Repository files navigation

Memory Safety Guarantees of Generational References modeled in Forge

Link to the presentation slides. The explanation of GR is done mostly verbally so the below article on GR may serve to aid understanding of the slides.

This project models Generational References (GR), a memory management technique designed to ensure memory safety without the overhead of garbage collection or the complexity of ownership systems like Rust's borrow checker. The implementation of GR in this project is modeled is from the article Vale's Memory Safety Strategy: Generational References and Regions by Evan Ovadia, author of the Vale programming language which uses GR to achive memory safety.

GR addresses critical memory safety issues like use-after-free and double-free errors by attaching a generation counter to each memory allocation. When a reference is created, it remembers the current generation of its allocation. Before any dereference, the system checks if the reference's remembered generation matches the allocation's current generation. This prevents accessing freed or reused memory, as freeing increments the generation counter.

The goal is to formally verify that GR prevents common memory safety bugs, as its conceptual elegance and ease of implementation, when combined with the effectiveness it claims, seem too good to be true.

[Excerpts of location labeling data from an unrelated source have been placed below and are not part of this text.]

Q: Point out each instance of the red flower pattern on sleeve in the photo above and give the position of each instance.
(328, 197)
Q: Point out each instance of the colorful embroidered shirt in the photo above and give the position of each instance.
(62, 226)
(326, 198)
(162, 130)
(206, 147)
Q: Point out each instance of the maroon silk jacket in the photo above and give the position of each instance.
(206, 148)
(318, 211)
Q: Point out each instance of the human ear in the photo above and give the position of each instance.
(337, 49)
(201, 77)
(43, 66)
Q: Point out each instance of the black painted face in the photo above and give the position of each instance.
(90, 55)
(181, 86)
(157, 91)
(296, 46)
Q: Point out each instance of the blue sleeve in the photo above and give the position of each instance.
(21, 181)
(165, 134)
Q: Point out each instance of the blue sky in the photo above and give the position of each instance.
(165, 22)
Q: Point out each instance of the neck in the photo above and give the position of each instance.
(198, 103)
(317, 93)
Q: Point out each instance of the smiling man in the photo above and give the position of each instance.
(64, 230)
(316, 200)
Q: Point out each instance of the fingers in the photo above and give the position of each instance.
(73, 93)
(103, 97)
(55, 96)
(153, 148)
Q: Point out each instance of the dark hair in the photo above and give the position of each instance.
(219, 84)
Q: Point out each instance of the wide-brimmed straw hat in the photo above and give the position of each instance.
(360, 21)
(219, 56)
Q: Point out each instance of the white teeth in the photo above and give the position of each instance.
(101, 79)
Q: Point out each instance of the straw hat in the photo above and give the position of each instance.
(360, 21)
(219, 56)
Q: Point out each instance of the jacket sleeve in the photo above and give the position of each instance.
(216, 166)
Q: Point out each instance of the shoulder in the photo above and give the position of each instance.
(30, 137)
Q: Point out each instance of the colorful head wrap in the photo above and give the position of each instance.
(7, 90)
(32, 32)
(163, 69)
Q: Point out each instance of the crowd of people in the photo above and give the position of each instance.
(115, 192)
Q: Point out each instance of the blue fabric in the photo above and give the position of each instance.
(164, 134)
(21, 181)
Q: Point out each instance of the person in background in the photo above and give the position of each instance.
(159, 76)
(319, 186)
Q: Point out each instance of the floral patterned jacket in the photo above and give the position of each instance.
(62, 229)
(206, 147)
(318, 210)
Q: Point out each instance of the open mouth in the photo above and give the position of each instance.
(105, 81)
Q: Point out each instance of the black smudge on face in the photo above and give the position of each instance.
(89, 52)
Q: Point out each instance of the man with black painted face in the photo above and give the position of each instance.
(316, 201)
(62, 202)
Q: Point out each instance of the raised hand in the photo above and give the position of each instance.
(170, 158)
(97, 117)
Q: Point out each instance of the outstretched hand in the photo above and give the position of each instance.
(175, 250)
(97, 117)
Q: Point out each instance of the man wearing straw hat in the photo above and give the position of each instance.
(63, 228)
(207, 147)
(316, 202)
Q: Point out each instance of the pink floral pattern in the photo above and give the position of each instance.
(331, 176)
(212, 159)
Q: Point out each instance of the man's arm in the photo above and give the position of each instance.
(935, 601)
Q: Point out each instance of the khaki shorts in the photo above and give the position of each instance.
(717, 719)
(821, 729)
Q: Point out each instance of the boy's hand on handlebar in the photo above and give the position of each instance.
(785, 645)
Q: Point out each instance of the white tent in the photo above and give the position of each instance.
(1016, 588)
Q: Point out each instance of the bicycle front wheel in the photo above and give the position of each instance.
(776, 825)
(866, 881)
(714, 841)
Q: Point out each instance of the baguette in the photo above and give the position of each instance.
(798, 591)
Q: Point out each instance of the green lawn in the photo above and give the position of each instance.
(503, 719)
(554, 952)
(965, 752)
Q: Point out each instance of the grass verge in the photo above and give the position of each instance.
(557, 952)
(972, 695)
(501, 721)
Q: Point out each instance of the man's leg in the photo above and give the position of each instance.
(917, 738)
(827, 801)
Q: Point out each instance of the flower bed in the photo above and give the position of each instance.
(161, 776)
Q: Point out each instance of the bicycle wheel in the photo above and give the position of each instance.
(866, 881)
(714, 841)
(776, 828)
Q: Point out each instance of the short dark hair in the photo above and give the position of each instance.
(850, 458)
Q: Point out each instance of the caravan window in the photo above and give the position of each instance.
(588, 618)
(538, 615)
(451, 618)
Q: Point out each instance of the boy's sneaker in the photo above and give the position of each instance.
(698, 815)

We additionally verify the safety of an optimization: when the owner of an object is still alive, accessing that object doesn't need a GR check. Languages that implement GR can opt-in to use single-ownership, where every object is owned by a single struct, array, or stack frame. Under this condition, we're guaranteed that as long as the owner is still in scope/not freed, accessing data in the memory region that this owner owns doesn't need any checks. The most common usage of this optimization is to remove checks for borrowed/moved function arguments (and anything on the stack frame) and for variables that were literally just allocated.

void hello(Spaceship& ship) {
  // If we can verify at the call-site
  // of `hello` that `ship` is borrowed or moved, then it's definitely safe to
  // dereference `ship` without checking for safety!
  cout << ship.fuel << endl;

  Spaceship ship2;
  // Accesing the `model` field requires a dereference since `ship2` is
  // internally a pointer to a memory location on the stack frame. However, it
  // should also be obvious that it's definitely safe to access `model`.
  cout << ship2.model << endl;

  Point* pt = new Point;
  // Clearly we don't need to check if it's safe to dereference `pt` here!
  cout << pt->x << endl;

  free(pt);
  // The check should not be removed here because the owner `pt` is free-ed.
  cout << pt->x << endl;
}

Improvements from Curiosity Modeling

  • Verified the safety of the optimization under single-ownership.
  • Verified that the original safety guarantees of GR still hold under single-ownership.
  • The entire model had to be adapted to account for the single-ownership model. This required changes to all 5 operations and wellformed as well as some very nasty debug that were fortunately salvage-able thanks to the "Evaluator".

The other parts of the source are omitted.